Но тут узбекский рок-н-ролл стал совсем уж громовым, да и водитель подпевать начал.
– Лиздия жалтайи нады гарадам гуражадса, – с упоением пел веселый азиат, едва ли подозревая, что ему выпало быть привратником ада….
Трудно понять, кто был первым: не то мы камнем канули на адское дно, не то само дно к нам устремилось – нас быстро пропустили, стремительно обыскали на предмет бомб и алкогольных бутылок – и вот мы уж стояли в огромном зале, стены которого перемигивались красными огнями, на отдалении за барной стойкой суетились официанты, по стойке, высясь над народом, ходил телячьей наружности юноша в красных боксерских трусах, а под самым потолком, на возвышении за ди-джейским пультом торчала голова в наушниках, – а музыка грохотала, она велела подпрыгивать.

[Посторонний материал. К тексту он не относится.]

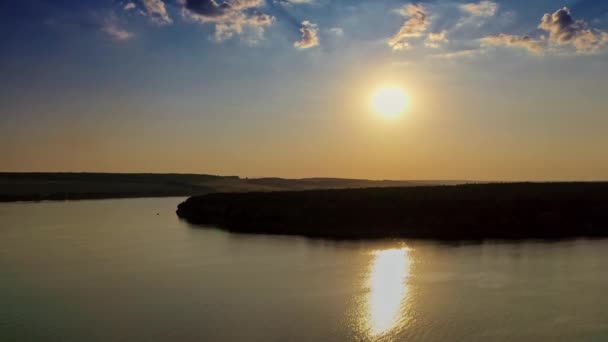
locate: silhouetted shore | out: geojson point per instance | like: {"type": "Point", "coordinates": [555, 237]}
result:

– Я же говорил, что мы рано, – произнес Марк, охорашиваясь и озираясь, – Нет почти никого.
– Ага, лучше бы мы твой шприц пили, – сказал я, параллельно пытаясь вспомнить, когда же в последний раз ходил в московский клуб. Лет пять тому назад, а то и все семь.
– Если бы мы и дальше пили, я бы точно никуда не поехал, – сказал Кирыч.
– Диван-кровать-старость-кладбище, – сказал Марк, – Рыжик так говорит, как будто сам давным-давно мертвый. А в Европе, между прочим, самые классные вечеринки – для тех, кому за тридцать. Там и музыка не так сильно бумкает, и познакомиться можно, и люди веселые, а не такие надменные королевы.